After a period of global panic late last year, the global Ebola epidemic finally leveled out.
But that's not to say the disease, which killed thousands in just a few months' time, is completely eradicated.
Dr. Ian Crozier contracted Ebola last September while working in a treatment clinic in Sierra Leone. He was one of many World Health Organization volunteers sent to West Africa to aid the nation's under-equipped medical community.
After a month of intense treatment at Atlanta's Emory University Hospital, Crozier, who came close to death, was declared Ebola-free, and he was released.
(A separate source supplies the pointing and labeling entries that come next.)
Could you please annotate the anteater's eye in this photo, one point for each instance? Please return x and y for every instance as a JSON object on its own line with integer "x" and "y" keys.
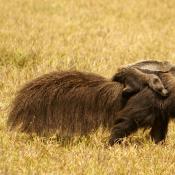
{"x": 155, "y": 81}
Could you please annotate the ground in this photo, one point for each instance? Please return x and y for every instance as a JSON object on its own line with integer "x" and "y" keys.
{"x": 39, "y": 36}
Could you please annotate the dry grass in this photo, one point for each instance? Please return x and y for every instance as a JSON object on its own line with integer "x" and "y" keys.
{"x": 38, "y": 36}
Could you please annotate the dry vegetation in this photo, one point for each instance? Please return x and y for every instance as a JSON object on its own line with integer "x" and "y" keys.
{"x": 38, "y": 36}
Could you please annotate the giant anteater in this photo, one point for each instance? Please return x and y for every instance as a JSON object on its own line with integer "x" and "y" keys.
{"x": 69, "y": 103}
{"x": 147, "y": 109}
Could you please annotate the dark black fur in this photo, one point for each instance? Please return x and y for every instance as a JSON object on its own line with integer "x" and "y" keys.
{"x": 69, "y": 103}
{"x": 147, "y": 110}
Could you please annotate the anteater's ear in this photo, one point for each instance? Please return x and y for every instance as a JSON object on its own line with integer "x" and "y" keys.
{"x": 119, "y": 77}
{"x": 156, "y": 84}
{"x": 128, "y": 91}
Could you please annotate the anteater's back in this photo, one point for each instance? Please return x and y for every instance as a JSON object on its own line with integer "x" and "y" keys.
{"x": 66, "y": 102}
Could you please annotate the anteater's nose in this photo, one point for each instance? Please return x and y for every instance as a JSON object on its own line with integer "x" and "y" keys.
{"x": 165, "y": 92}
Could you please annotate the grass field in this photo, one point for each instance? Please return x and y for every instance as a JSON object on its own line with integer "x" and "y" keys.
{"x": 39, "y": 36}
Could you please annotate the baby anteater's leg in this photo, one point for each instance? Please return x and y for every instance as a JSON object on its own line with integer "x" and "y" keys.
{"x": 160, "y": 127}
{"x": 138, "y": 113}
{"x": 122, "y": 128}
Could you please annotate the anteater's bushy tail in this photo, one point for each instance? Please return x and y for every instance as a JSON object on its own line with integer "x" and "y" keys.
{"x": 66, "y": 103}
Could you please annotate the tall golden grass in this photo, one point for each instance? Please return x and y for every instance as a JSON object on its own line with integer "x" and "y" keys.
{"x": 39, "y": 36}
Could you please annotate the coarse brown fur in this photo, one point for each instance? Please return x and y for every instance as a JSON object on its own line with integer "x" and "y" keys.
{"x": 150, "y": 110}
{"x": 68, "y": 103}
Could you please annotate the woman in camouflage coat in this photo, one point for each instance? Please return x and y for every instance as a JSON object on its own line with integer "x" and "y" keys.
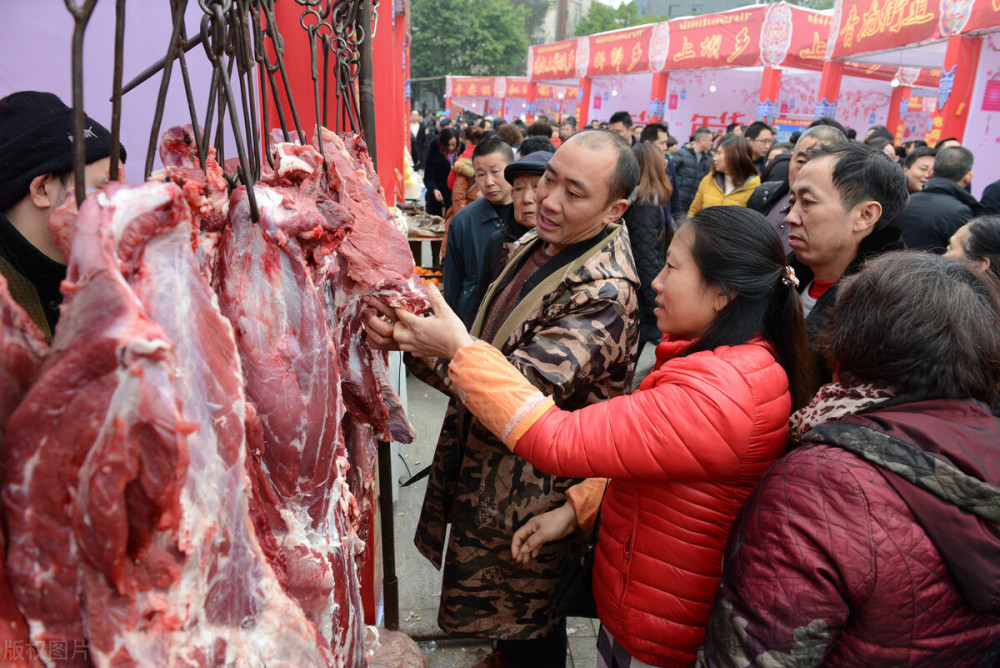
{"x": 573, "y": 334}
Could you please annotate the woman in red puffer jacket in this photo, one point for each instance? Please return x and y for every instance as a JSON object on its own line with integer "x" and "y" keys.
{"x": 683, "y": 453}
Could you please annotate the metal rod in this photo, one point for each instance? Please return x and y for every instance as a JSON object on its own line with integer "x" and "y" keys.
{"x": 192, "y": 109}
{"x": 390, "y": 583}
{"x": 116, "y": 97}
{"x": 178, "y": 7}
{"x": 81, "y": 15}
{"x": 150, "y": 71}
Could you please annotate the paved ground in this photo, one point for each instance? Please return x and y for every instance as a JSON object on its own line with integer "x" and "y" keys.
{"x": 419, "y": 581}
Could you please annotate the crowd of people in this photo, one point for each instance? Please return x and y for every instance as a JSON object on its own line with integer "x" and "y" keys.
{"x": 807, "y": 475}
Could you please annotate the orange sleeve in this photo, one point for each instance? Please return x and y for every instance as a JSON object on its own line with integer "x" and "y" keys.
{"x": 496, "y": 392}
{"x": 586, "y": 498}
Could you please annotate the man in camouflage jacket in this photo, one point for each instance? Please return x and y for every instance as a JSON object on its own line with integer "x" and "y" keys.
{"x": 573, "y": 332}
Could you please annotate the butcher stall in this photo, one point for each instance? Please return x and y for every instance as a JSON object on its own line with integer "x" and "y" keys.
{"x": 191, "y": 466}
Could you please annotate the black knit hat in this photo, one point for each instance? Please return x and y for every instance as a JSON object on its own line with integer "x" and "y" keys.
{"x": 36, "y": 137}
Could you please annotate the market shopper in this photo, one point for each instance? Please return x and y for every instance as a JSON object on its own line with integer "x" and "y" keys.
{"x": 919, "y": 167}
{"x": 732, "y": 180}
{"x": 472, "y": 227}
{"x": 692, "y": 164}
{"x": 844, "y": 202}
{"x": 36, "y": 172}
{"x": 774, "y": 198}
{"x": 523, "y": 175}
{"x": 943, "y": 205}
{"x": 682, "y": 453}
{"x": 437, "y": 166}
{"x": 564, "y": 312}
{"x": 875, "y": 541}
{"x": 650, "y": 232}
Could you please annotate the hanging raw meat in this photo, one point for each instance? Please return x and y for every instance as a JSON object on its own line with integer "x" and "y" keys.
{"x": 126, "y": 487}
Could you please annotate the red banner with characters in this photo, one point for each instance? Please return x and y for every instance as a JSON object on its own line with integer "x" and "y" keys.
{"x": 727, "y": 39}
{"x": 472, "y": 87}
{"x": 620, "y": 52}
{"x": 551, "y": 62}
{"x": 860, "y": 26}
{"x": 810, "y": 33}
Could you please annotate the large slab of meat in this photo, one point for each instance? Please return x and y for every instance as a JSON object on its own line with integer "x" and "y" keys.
{"x": 22, "y": 348}
{"x": 187, "y": 477}
{"x": 127, "y": 494}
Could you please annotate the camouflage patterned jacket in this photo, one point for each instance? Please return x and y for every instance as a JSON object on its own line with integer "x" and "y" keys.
{"x": 574, "y": 337}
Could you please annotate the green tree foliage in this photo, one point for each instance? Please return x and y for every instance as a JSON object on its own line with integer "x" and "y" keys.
{"x": 601, "y": 18}
{"x": 467, "y": 37}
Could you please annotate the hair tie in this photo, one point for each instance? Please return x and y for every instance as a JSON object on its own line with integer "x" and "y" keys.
{"x": 790, "y": 278}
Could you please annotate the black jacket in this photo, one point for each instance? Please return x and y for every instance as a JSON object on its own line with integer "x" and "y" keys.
{"x": 878, "y": 242}
{"x": 991, "y": 199}
{"x": 497, "y": 252}
{"x": 935, "y": 213}
{"x": 436, "y": 170}
{"x": 691, "y": 169}
{"x": 767, "y": 195}
{"x": 649, "y": 234}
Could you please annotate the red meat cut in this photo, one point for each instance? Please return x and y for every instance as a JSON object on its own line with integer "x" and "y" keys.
{"x": 140, "y": 539}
Not long after, he began to experience problems with his left eye becoming inflamed and irritated. His vision blurred; he became sensitive to light. His left iris, normally blue, turned green.
When doctors tested Crozier's eye, they found something they didn't think possible: The Ebola virus somehow hid in his eye.
Though nearly 40 percent of Ebola survivors in a treatment facility in Liberia presented similar symptoms, doctors there did not identify any of the infections as Ebola.
Fortunately, if it's in the eye, Ebola is not contagious. Crozier once again underwent treatment and was cured.
But survivors in Africa, who have limited access to proper health care, face less-positive prognoses; without proper treatment, blindness is likely.
While most countries officially declared the outbreak over, the fight may not be.